In this study, we investigated the variation of shell color in Northeast Atlantic populations of European common cockle and studied its genetic architecture through a genome-wide association study (GWAS) on several full-sibs families using the first common cockle high-density linkage map here constructed using 2b-RAD SNP genotyping. A major QTL underlying shell color and its pattern in this species was detected on chromosome 13 and several candidate genes identified. This information should be considered as a potential source for adaptive variation in common cockle and could be exploited in breeding programs to adapt production to consumer demands.

Results

Color and pattern variation in common cockle European populations

Shell color showed great diversity among the 270 cockle individuals analysed in Northeast Atlantic populations (Fig. 1). Although a predominant color was displayed in each population, important variation was also observed within the nine cockle beds analysed (Fig. 2).

Figure 1
figure 1

Representative individuals for each color and pattern identified in shells of C. edule from Northeast Atlantic. From up to down and left to right: color phenotypes yellow (1), white (2), gray (3), brown (4), black (5), orange (6), and shell patterns circle (7), line (8) and stripe (9).

Figure 2
figure 2

Geographical representation of the European samples of C. edule, including pie chart color distributions (yellow (1), white (2), brown (4), orange (6)) and a photograph of a representative individual. From north to south: Nykobing Mors (Denmark), Sylt (Germany), Slikken van Viane (Netherlands), Wales and Plymouth (United Kingdom), Arcachon (France), Baiona (Spain), Aveiro and Algarve (Portugal).

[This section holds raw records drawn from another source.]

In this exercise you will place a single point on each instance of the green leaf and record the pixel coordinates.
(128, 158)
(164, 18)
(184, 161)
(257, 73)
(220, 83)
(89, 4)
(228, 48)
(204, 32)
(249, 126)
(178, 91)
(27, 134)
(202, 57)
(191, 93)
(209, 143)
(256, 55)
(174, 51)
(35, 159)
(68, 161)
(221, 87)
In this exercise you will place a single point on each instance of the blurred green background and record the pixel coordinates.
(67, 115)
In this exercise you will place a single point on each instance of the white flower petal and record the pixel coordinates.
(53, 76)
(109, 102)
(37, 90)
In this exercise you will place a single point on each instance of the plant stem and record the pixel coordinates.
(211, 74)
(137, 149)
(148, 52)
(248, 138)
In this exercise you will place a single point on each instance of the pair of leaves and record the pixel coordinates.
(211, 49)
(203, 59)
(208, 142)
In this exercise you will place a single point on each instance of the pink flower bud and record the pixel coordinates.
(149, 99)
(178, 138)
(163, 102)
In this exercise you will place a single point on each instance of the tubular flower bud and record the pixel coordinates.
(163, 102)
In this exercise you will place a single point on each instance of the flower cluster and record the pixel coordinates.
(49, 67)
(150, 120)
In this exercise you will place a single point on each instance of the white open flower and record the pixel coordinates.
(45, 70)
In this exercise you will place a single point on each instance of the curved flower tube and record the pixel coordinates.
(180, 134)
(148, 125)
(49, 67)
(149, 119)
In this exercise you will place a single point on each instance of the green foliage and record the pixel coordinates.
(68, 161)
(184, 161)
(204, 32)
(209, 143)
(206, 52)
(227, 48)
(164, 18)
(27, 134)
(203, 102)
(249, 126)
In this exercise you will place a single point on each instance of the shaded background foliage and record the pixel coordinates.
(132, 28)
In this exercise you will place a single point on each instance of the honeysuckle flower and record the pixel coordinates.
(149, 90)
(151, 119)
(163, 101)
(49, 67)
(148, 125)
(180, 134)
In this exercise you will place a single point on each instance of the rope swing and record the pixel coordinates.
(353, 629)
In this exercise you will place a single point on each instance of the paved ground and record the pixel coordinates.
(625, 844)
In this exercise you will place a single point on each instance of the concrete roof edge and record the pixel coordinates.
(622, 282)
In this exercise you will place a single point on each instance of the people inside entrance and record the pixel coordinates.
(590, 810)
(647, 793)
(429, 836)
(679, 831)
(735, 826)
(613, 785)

Yellow (1) was the only color detected in the population from France and was the most abundant in the populations from Denmark, Portugal (Algarve) and UK (Wales); white (2) was predominant in populations from Spain, Netherlands and Germany; brown (4) was the least frequent color in this natural survey, only detected in one of the populations from Portugal (Algarve); and orange (6) was rather common in the other population from Portugal (Aveiro), Netherlands and UK (Plymouth) (Fig. 2). Finally, gray (3) and black (5) colors were only detected in the families studied at hatchery using breeders from NW Spain (see below), so apparently rare in European populations.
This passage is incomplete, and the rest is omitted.